A sharp threshold for Trudinger-Moser type inequalities with logarithmic kernels in dimension N
Alessandro Cannone, Silvia Cingolani
TL;DR
This work analyzes sharp Trudinger–Moser-type inequalities with logarithmic kernels in dimension $N \ge 2$, on both the unit ball and the whole space. It identifies a sharp, $N$-dependent threshold for the existence of extremals versus blow-up based on the growth of the nonlinearity $G$, and shows that maximizers satisfy Euler–Lagrange equations. In $\mathbb{R}^N$, the limiting Euler–Lagrange problem is a nonlocal logarithmic Choquard-type system that parallels an $N$-Laplacian Schrödinger equation coupled with a higher-order fractional Poisson equation, linking the two formulations.
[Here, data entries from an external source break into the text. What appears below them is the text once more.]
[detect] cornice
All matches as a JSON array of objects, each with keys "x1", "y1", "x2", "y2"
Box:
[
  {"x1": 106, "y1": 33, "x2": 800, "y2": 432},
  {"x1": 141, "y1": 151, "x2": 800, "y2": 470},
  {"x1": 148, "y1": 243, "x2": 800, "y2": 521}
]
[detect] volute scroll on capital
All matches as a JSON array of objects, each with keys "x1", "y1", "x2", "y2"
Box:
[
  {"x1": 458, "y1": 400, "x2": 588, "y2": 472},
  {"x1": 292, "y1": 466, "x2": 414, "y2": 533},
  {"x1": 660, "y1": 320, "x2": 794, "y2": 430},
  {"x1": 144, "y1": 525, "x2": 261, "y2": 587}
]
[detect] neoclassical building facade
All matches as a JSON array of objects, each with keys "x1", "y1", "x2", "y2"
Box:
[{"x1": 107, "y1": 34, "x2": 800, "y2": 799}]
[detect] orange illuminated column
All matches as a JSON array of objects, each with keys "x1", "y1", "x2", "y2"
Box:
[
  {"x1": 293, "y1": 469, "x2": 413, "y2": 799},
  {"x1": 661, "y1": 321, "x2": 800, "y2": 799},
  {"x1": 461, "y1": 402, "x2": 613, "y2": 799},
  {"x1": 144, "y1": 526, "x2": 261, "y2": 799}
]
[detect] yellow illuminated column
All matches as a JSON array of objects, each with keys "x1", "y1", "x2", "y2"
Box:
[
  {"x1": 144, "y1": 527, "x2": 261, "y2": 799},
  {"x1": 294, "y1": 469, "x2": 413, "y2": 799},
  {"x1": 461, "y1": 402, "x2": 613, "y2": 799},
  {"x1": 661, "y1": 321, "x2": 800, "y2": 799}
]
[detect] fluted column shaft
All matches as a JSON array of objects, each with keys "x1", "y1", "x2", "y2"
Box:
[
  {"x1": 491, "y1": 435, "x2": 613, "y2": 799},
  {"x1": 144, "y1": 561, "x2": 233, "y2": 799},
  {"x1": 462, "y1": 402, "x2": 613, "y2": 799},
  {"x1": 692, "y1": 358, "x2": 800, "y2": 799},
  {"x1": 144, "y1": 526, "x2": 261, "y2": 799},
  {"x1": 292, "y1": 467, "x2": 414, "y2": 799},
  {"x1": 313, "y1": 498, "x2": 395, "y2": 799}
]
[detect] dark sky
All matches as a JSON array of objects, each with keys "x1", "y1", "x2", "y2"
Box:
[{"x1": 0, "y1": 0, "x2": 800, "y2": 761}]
The results extend known planar results to all $N \ge 2$, establish radial symmetry of maximizers via rearrangements, and delineate when extremals exist or blow up, depending on critical-growth thresholds.
Abstract
In the paper we investigate Trudinger-Moser type inequalities in presence of logarithmic kernels in dimension N. A sharp threshold, depending on N, is detected for the existence of estremal functions or blow-up, where the domain is the ball or the entire space. We also show that the extremal functions satisfy suitable Euler-Lagrange equations. When the domain is the entire space, such equation can be derived by N-Laplacian Schrodinger equation strongly coupled with a higher order fractional Poisson's equation. The results extends [16] to any dimension N bigger than 2.